After playing in just 22 games last season (he went 8-9-1), Grubauer has already played in 15 this season with 27 games left in the Capitals’ season. Despite his somewhat limited action, Grubauer has performed outstandingly, as he’s gone 10-3-2 with a goals-against average (GAA) of 1.98, a save percentage of .931 and three shutouts. His performance, along with that of Holtby, has given the Caps arguably, the NHL’s best goalie tandem.
A former fourth-round pick of the Caps (112th overall in 2010), Grubauer has played his entire career in the Capitals organization, working his way up to the NHL level through hard work and strong play. But with the Caps in a tough spot financially, the aforementioned Expansion Draft in a few months, and an expiring contract, what does the future hold for the Caps’ backup?
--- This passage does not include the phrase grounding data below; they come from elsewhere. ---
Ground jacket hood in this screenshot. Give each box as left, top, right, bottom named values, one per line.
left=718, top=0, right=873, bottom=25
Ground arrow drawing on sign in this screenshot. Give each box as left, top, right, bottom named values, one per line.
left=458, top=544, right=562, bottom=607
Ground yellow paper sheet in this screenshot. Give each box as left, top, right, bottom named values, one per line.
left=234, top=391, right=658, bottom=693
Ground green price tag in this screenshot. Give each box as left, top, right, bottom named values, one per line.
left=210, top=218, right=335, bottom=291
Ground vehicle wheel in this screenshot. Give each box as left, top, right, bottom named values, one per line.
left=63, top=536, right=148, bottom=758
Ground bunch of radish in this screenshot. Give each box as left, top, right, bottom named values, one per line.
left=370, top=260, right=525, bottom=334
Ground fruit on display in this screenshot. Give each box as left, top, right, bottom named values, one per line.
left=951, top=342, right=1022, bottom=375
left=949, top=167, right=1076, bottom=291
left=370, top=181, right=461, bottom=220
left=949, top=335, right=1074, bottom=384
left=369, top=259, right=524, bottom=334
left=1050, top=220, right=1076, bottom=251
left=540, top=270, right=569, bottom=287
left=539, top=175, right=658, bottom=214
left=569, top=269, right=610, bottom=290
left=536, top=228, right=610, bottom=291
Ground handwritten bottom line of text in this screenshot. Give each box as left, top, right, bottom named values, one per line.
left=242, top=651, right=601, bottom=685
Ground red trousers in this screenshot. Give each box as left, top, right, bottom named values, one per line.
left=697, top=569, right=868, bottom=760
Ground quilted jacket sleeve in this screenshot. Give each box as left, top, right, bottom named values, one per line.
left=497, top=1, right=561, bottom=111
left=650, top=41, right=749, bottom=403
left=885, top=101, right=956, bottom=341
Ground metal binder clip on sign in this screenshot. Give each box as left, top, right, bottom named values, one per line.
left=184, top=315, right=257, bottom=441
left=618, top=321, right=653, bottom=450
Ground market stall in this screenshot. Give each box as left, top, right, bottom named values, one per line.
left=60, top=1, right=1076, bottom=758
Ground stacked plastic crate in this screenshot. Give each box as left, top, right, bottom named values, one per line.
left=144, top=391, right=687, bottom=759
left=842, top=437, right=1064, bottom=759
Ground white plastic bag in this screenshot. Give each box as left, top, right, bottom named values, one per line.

Unfortunately for the Caps, it’s almost certain that Grubauer leaves this offseason. Despite his restricted free agent status, his strong play has proven him worthy of a starter’s gig, and he will likely command a high raise from his current $850,000 salary. Hockey Reference’s Similarity Scores (which compares the career or season of a player to current and former players based on similar career shape and quality), Grubauer’s season compares to that of Ottawa Senators goaltender Craig Anderson, who is currently making $4.75 million. If he asks for anything remotely close to that, it won’t be something the Caps would be willing to do, given their tight proximity to the salary cap ceiling.
No matter what lies in store for the 25-year netminder, the Caps are reaping the rewards of Grubauer’s best season of his career, and if his performance to date is any indication, it will only get better. Which makes potentially losing him all the more bittersweet.